The first point concerns the understanding of the profound interconnection between all things in the universe. The consequent analysis is that the desertification of the environment is the manifestation of the desertification of the spirit (they really use the same metaphors !!!). For both, therefore, the priority lies in the re-discussion and choice of the founding values ​​of our life and coexistence – a true conversion – with the certainty that for the very same principle of interrelation, this transformation is possible making it possible to take care of our environment and our future.

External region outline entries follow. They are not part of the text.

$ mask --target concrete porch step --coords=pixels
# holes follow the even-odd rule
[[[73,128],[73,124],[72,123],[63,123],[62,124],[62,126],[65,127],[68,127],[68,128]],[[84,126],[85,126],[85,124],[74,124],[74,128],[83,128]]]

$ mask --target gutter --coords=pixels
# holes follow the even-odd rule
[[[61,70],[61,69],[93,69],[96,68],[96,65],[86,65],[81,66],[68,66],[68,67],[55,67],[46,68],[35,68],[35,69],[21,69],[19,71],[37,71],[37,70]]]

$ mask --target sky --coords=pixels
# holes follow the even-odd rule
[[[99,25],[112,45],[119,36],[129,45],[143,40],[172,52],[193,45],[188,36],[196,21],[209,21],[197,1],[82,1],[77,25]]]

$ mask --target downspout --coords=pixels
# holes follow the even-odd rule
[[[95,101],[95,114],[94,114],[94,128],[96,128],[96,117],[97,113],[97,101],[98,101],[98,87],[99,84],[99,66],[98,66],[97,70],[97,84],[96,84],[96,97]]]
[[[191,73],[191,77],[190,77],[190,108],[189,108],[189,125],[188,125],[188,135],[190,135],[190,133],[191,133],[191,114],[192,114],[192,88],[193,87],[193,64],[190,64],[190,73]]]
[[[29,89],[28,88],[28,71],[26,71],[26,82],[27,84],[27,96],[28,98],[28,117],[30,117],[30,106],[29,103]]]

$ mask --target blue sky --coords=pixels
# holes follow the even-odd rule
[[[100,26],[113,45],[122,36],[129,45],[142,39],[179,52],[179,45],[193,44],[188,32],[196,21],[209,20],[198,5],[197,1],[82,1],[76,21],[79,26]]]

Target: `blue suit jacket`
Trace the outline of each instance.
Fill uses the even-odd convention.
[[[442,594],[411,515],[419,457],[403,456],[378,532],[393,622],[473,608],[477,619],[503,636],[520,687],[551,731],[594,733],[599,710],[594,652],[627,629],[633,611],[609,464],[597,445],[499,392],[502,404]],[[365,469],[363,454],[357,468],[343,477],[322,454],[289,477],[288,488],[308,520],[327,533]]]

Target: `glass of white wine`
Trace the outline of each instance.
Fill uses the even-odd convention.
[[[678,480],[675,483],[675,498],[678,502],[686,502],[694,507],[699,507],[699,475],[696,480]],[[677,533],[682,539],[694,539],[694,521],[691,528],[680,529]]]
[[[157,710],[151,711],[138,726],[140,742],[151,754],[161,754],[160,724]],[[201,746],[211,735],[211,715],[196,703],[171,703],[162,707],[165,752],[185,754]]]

And again, for both, it is neither a merely individual question, even if that is where the change must begin, nor an ideological question. The practical ways to reach the goal are outlined within the respective religious traditions, but with surprising similarities. Of the many things that are indicated as paths by these religious leaders, I am struck by the invitation to create networks, to join in sharing and fighting, beyond cultural or religious distinctions. A lay invitation. Ikeda uses in his essay the example of Nobel laureate Wangari Maathai (1940-2011), founder of the Green Belt Movement (http://www.greenbeltmovement.org/), as a parable that leads from individual suffering, to action, to involvement, to leadership and ultimately to victory.

It was 1977 when Dr. Maathai, returned to her hometown in Kenya, after years of studying abroad, founding it profoundly changed. The trees had been cut to make way for more extensive and productive crops, but the soil was starting to be eroded by the rains and the winds found no obstacles. The old fig tree in her house had also been cut down. That pain was not in vain. The decision to act was born. Thus began the adventure of planting trees, first with a few women, then expanding the movement, especially to young people. Planting trees to change, to see the wounded world change. To date, 51 million trees have been planted.

Involving others and doing together, rediscovering empowerment, becoming leaders not of empty words but of concrete facts, out of ideology, rooted in reality but with the heart aimed at the future and in the embrace of all world. Act locally, think globally. If the main shared value, as Greta, Wangari, Daisaku and Francesco show us, will be the desire to build a society that has at its center the dignity of the life of each person, of future generations and of the biosphere, then we will have made our ecological conversion. At that point, equity in the management of resources, in the distribution of material and immaterial wealth, the reduction of superfluous consumption and energy demand, the increase in time dedicated to beautiful things, the balance between all the components of nature, sustainability of our actions will not be objectives to be pursued but the natural consequence of a shared vision.

Obviously, there is a time between here and there. How much depends on how much we want to collect the invitations from Ikeda and Francesco, whom I invite everyone to read carefully. How many Wangari Maathai and how many Greta Thunberg decide to stend up today.